@andrejs1979/storage
v1.0.0
Published
Unified storage engine for NoSQL - multi-paradigm database abstraction
Maintainers
Readme
NoSQL Storage Engine
A high-performance, edge-native storage abstraction layer that unifies Cloudflare's storage services (D1, KV, R2, Durable Objects) into a single, intelligent API optimized for sub-10ms latency.
Features
- Unified Storage API: Single interface for all storage operations across multiple backends
- Intelligent Routing: Automatic routing of operations to optimal storage backends
- Schema-Free Architecture: MongoDB-like flexibility without migration headaches
- Sub-10ms Latency: Optimized for edge performance with advanced caching and connection pooling
- Fault Tolerance: Built-in retry mechanisms, circuit breakers, and error recovery
- Vector Operations: Native support for high-dimensional vector storage and ANN search
- Time Series Support: Optimized storage and querying for time-stamped data
- Real-time Capabilities: Streaming updates and change data capture
Architecture
┌─────────────────────────────────────┐
│ Storage Router │
│ (Intelligent Operation │
│ Routing & Caching) │
└─────────────────┬───────────────────┘
│
┌─────────────┼─────────────┐
│ │ │
┌───▼───┐ ┌───▼───┐ ┌───▼───┐ ┌──────▼──────┐
│ D1 │ │ KV │ │ R2 │ │ Durable │
│(SQL + │ │(Docs +│ │(Blobs │ │ Objects │
│Vectors│ │Cache) │ │ +Cold)│ │(Stateful + │
│ +Hot │ │ │ │ │ │ ANN Index) │
│Series)│ │ │ │ │ │ │
└───────┘ └───────┘ └───────┘ └─────────────┘Quick Start
Basic Usage
import { createNoSQLStorage, createDefaultConfig } from './storage';
// Create storage engine with all Cloudflare services
const config = createDefaultConfig(
env.DB, // D1 Database
env.KV, // KV Namespace
env.BUCKET, // R2 Bucket
env.DURABLE_OBJ // Durable Object Namespace
);
const storage = createNoSQLStorage(config);
await storage.initialize();
// Document operations (MongoDB-like)
const doc = await storage.insertDocument('users', {
_id: 'user123',
name: 'John Doe',
email: '[email protected]',
preferences: { theme: 'dark' }
});
const users = await storage.findDocuments('users', {
filter: { 'preferences.theme': 'dark' },
limit: 10
});
// Vector operations
await storage.insertVector('embeddings', {
id: 'doc123',
vector: new Float32Array([0.1, 0.2, 0.3, ...]),
dimensions: 1536,
metadata: { source: 'document', type: 'text' }
});
const similar = await storage.searchVectors('embeddings', {
vector: queryVector,
limit: 5,
threshold: 0.8
});
// Time series operations
await storage.insertTimeSeriesPoint({
metric: 'cpu.usage',
timestamp: Date.now(),
value: 85.2,
tags: { host: 'server-1', region: 'us-east' },
fields: { cores: 8 }
});Advanced Configuration
import { createHighPerformanceConfig } from './storage';
// High-performance config for sub-10ms latency
const hpConfig = createHighPerformanceConfig(
env.DB, env.KV, env.BUCKET, env.DURABLE_OBJ
);
// Customize routing rules
hpConfig.routing.documentSizeThreshold = 256 * 1024; // 256KB
hpConfig.routing.vectorDimensionThreshold = 768;
hpConfig.routing.cacheRules.cacheTTL = 3600; // 1 hour
const storage = createNoSQLStorage(hpConfig);Storage Backends
D1 Adapter (Structured Data + Hot Storage)

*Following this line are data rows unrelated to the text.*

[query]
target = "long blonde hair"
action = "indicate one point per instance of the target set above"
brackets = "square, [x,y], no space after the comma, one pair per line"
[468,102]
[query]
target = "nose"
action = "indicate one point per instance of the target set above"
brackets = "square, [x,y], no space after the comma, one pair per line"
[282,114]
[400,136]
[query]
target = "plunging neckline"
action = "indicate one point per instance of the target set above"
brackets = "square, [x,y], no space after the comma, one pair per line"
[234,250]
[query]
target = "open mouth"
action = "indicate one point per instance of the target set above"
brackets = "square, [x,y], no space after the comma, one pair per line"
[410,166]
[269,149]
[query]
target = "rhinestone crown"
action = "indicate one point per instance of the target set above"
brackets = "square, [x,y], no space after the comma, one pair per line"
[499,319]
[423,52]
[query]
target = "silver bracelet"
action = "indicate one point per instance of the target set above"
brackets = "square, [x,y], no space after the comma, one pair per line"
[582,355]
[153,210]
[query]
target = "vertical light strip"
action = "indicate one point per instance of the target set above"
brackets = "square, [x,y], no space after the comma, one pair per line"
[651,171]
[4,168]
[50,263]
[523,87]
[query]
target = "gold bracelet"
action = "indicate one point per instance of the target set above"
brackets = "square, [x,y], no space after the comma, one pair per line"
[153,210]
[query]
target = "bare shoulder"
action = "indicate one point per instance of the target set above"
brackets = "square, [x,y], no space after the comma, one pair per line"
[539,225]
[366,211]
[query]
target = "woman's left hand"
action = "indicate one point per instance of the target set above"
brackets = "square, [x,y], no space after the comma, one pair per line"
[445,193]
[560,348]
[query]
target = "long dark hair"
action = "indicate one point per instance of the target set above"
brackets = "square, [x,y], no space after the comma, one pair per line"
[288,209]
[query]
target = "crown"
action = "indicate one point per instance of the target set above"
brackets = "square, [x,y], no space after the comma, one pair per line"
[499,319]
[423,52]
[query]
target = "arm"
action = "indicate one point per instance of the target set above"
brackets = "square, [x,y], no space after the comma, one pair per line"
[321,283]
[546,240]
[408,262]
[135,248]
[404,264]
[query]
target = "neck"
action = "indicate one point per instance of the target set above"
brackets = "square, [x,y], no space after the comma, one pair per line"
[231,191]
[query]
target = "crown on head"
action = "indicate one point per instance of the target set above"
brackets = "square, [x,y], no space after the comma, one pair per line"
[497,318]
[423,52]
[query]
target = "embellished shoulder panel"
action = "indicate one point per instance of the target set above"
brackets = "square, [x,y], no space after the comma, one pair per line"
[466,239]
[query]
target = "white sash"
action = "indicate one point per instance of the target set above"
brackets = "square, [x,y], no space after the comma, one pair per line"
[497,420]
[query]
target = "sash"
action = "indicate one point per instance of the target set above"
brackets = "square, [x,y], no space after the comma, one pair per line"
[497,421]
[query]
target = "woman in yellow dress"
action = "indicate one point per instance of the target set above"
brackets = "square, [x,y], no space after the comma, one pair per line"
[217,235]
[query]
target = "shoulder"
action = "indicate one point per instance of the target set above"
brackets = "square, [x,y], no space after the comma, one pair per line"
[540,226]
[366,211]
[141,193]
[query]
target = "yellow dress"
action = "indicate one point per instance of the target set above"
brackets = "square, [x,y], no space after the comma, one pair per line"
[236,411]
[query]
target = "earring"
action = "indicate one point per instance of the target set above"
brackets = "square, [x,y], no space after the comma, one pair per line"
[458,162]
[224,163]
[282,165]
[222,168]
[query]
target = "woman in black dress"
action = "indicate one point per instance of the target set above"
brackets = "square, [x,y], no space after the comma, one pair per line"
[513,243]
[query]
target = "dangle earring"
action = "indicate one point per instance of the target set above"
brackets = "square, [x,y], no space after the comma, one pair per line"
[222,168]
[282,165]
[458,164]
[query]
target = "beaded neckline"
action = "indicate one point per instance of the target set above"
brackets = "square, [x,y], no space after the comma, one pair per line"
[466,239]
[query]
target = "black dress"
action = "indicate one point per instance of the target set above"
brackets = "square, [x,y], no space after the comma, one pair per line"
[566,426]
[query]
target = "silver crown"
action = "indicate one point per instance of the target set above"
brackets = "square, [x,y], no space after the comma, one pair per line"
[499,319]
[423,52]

- Use Cases: Structured queries, recent documents, hot time series, small vectors
- Optimizations: WAL mode, connection pooling, prepared statements
- Latency Target: 2-5ms
- Capacity: Multiple 10GB shards
KV Adapter (Document Cache + Warm Storage)
- Use Cases: Document caching, frequently accessed data, warm time series
- Optimizations: Automatic compression, intelligent TTL, batch operations
- Latency Target: 1-3ms
- Capacity: 25MB per key, unlimited keys
R2 Adapter (Large Objects + Cold Storage)
- Use Cases: Large documents, high-dimensional vectors, archived time series
- Optimizations: Multipart uploads, range requests, metadata indexing
- Latency Target: 10-20ms
- Capacity: 5GB per object, unlimited objects
Durable Object Adapter (Stateful Operations)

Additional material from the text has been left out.